Et si le réel n’était jamais tout à fait là où nous pensons le trouver ? Aux Magasins Généraux, l’exposition Simulacres réunit, jusqu’au 27 septembre 2026, dix-neuf artistes qui jouent avec cette zone incertaine où l’apparence commence à prendre le dessus sur ce que nous croyons savoir. Hyperréalisme, illusion optique, photographie, installation, vidéo ou même intelligence artificielle… Les moyens changent, mais la question reste la même : que voyons-nous vraiment quand nous regardons une image ?

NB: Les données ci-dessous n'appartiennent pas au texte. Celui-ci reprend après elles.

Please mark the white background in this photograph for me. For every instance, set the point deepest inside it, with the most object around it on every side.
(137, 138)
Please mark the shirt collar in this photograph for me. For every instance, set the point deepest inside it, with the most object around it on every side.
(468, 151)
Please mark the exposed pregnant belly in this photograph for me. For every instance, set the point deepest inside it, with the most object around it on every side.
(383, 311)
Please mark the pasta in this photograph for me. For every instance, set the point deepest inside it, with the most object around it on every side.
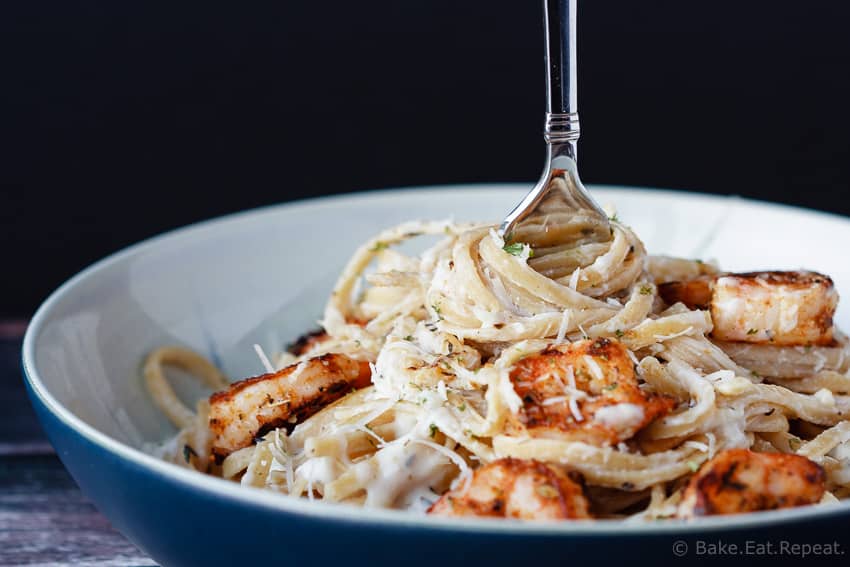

Le réel n’est pas un modèle à reproduire
L’exposition part d’un constat finalement assez simple : l’art n’a jamais eu pour seule vocation de reproduire fidèlement le monde qui nous entoure. Même lorsqu’un artiste cherche à représenter le réel avec précision, il opère nécessairement une sélection. Il choisit un point de vue, un cadrage, une matière, une lumière. Il transforme donc déjà ce qu’il regarde. Et avec Simulacres, cette transformation devient précisément le sujet.
Les œuvres réunies aux Magasins Généraux s’intéressent à ce moment où la représentation commence à se substituer à son modèle. Une image peut sembler plus vraie que le réel. Une matière peut en imiter une autre. Une photographie peut documenter quelque chose qui n’a jamais existé. Une image générée par une intelligence artificielle peut paraître crédible alors qu’elle n’a aucune réalité physique. La frontière entre réel et représentation apparaît alors moins comme une frontière claire que comme un territoire incertain, propice à l’expérimentation.
L’illusion devient un matériau
Simulacres ne réduit pas cette question à l’essor des technologies numériques. Car en fait, les artistes explorent depuis longtemps les mécanismes de l’illusion, et les procédés les plus sophistiqués côtoient ici des gestes beaucoup plus élémentaires. L’hyperréalisme cherche à reproduire les apparences avec une précision presque troublante. Les jeux perceptifs, eux, nous font douter de ce que nous voyons. D’autres œuvres encore utilisent l’installation ou la photographie pour déplacer notre perception de l’espace et des objets.
Chez Carlos Cruz-Diez, la couleur modifie notre expérience visuelle. D’autres artistes, comme Tony Matelli ou Arinze Stanley, jouent avec une représentation si précise qu’elle peut momentanément faire oublier qu’elle est construite.
Avec les œuvres de Holly Herndon et Mat Dryhurst, Lou Fauroux, Maria Mavropoulou ou Bill Posters, l’exposition élargit le questionnement aux nouvelles formes de simulation. L’intelligence artificielle et les technologies numériques ne créent pas seulement de nouvelles images : elles modifient aussi notre rapport à la réalité.
Le regard plutôt que la vérité
Pour autant, Simulacres n’est pas une exposition qui chercherait simplement à nous mettre en garde contre les faux-semblants. Elle montre surtout que cette incertitude peut être un sujet riche pour les artistes. Lorsque le réel devient difficile à distinguer de sa représentation, la création impose d’autant plus sa singularité. Elle s’abolie des notions de vrai et de faux, de l’objectivité, pour replacer le visiteur dans sa subjectivité. Une vision forcément non exhaustive du réel, mais qui laisse aussi une plus grande part à la sensibilité personnelle et à l’imaginaire.